Monday, July 30, 2007

REMBRANDT : TITUS

The boy in the painting has often been identified as Rembrandt van Rijn's son, Titus, because his face is rendered in sensitive, intimate detail, as if depicting a beloved family member. A mysterious animal, perhaps a pet, sits on the boy's shoulder. Some experts identify it as a parrot, others, a monkey.

Rembrandt Harmenszon van Rijn, born 15 July 1606 in Leiden, was the son of a miller, Harmen Gerritsz. van Rijn (1568-1630), and his wife Neeltgen van Zuytbrouck (1568-1640). The youngest son of at least ten children, he left the University to study the fundamentals of painting with the Leiden artist Jacob Isaacsz. van Swanenburgh (1571-1638). Rembrandt was enthusiastically praised by the secretary to the Prince of Orange, Constantijn Huygens (1596-1674) who admired particularly Rembrandt's ability to convey feeling through gesture and expression.
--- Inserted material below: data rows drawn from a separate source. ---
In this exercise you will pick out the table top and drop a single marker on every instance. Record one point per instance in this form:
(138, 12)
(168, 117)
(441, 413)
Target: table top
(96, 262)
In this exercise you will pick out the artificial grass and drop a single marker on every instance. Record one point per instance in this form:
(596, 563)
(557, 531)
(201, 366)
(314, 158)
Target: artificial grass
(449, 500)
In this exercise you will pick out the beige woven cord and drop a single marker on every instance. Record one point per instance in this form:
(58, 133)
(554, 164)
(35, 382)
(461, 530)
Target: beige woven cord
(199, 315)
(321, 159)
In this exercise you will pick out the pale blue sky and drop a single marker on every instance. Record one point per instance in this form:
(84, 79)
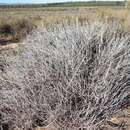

In 1663 a plague that ravaged Amsterdam claimed the life of his lifetime companion Hendrickje Stoffels . Four years later Titus married Madgalena van Loo (1642-1669), but the following year, in 1668, he also died, the victim of another plague epidemic. When Rembrandt died on 4 October 1669, he was buried in an unknown rented grave in the Westerkerk, Amsterdam.

The painting, thought to be of the artist’s son, was last on view at the National Gallery more than 40 years ago. It made a brief stop there before it found its way to California after Norton Simon, the industrialist and collector who died in 1993, bought the Rembrandt at a Christie’s auction in London in 1965. The sale was considered so monumental it made the cover of Time magazine.

Not only was the price considered staggering — $2.2 million- which at the time made it the second most expensive painting ever sold. So was the bidding war that Simon fought to get the painting. When the auctioneer announced that the winning bid had come from Marlborough Fine Arts, Simon sprang to his feet and announced that he hadn’t stopped bidding. It turned out that he had given the auctioneer Peter Chance, head of Christie's, such confusing instructions that Peter Chance misunderstood Simon’s body language, thinking he had finished when he hadn’t. So the bid was reopened, and Simon bought the portrait.

There is a fantastic picture of Mr Norton Simon looking angrily at Peter Chance who had misunderstood their very confusing bidding arrangements.Those arrangements written down on a piece of paper were saying "If I stay sit I bid, if I stand I do not bid." Peter Chance said later that the furore caused by the sale of Titus was "the worst moment" of his life.